Weeding the garden: I am so tired of Christians who set up the false dichotomy of "you're either with Jerry Falwell or you're with me." I have no idea what Falwell's and Robertson's ideas on solving poverty are. Maybe I'd think they were right on. Maybe I'd think they were unutterably stupid. They are nowhere near as influential as the left thinks they are. They are bogeymen. On the other side of the issue, liberals quote Jim Wallis and Tony Campolo all the time, and I find them simplistic. Whatever the left taught in the late 60's and early 70's, shazaam! that's what they discover that Jesus taught. If only He had known, eh?

I think the first answer is that answers are very hard, and very complicated. As individuals, we are commanded to give, and there are precious few in the wealthy West who give enough. Our hearts do not break as they should for those who suffer.
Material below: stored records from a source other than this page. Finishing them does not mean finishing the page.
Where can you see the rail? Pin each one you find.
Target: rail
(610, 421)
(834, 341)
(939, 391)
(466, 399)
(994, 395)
Relating this to what governments are supposed to do gets very messy. The Old Testament teaches - particularly the prophet Amos - that we must insist on justice for the poor, work for justice for the poor, and we as individuals will share in the judgment of the society we live in. The New Testament, on the other hand, makes almost no mention of societal involvement and focuses on the acts of the Church, not the government.

I don't think there is a simple resolution to this. The lengthy discussions over at First Things have always impressed me with their depth and loyalty to the scriptures. There's also an intriguing commentary on a Jewish perspective on poverty over at the Social Affairs Unit.
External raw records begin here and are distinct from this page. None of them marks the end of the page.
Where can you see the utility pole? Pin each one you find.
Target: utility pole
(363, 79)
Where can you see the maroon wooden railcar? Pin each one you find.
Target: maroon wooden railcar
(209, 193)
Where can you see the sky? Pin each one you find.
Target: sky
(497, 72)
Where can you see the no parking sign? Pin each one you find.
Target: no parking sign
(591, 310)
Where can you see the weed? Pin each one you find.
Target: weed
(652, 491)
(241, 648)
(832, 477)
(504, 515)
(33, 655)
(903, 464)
http://socialaffairsunit.org.uk/digipub/content/view/16/27/
http://www.firstthings.com/

Sorry to put you off on articles. I'll go as deeply on this as you want to go.

Kate said...

First of all, just about anything from a political candidate has some level of fluff to it. They have to be vague enough not to offend and catch enough attention that most people everywhere will think you agree with them.

I have not yet read the articles, so I won't react to them (yet). I don't know what Robertson's or Falwell's positions on social justice except that they are for the school voucher program. Their motives though are not to improve schooling nationwide but simply to take schooling out of the hands of the secular government and put it in the hands of Christians... in a pluralistic society.

That's off topic. When we make choices (political, economic, or otherwise) we are casting our own individual votes to direct what our society will look like in the future. I would hope that if the United States is going to be viewed as a Christian nation by the rest of the world it would reflect Christian values or drop the pretense of being a Christian nation. Perhaps we just need to be called a secular humanist nation, so as not to confuse anyone on where our values lie.

At the same time I think it is just as important for the individual to make the sacrifices and choices to help alleviate poverty and injustice in the world. It is good for our souls. For legislation to be passed to force us to act on values halfheartedly or resentfully does not make our giving cheerful. It makes us bitter.

Assistant Village Idiot said...

NCLB is a typical government program: well-meaning, but its unintended consequences make it a head-banger. Lord save us from well-meaning people.

"Yet it is not our part to master all the tides of the world, but to do what is in us for the succour of those years wherein we are set, uprooting the evil in the fields that we know, so that those who live after may have clean earth to till. What weather they shall have is not ours to rule."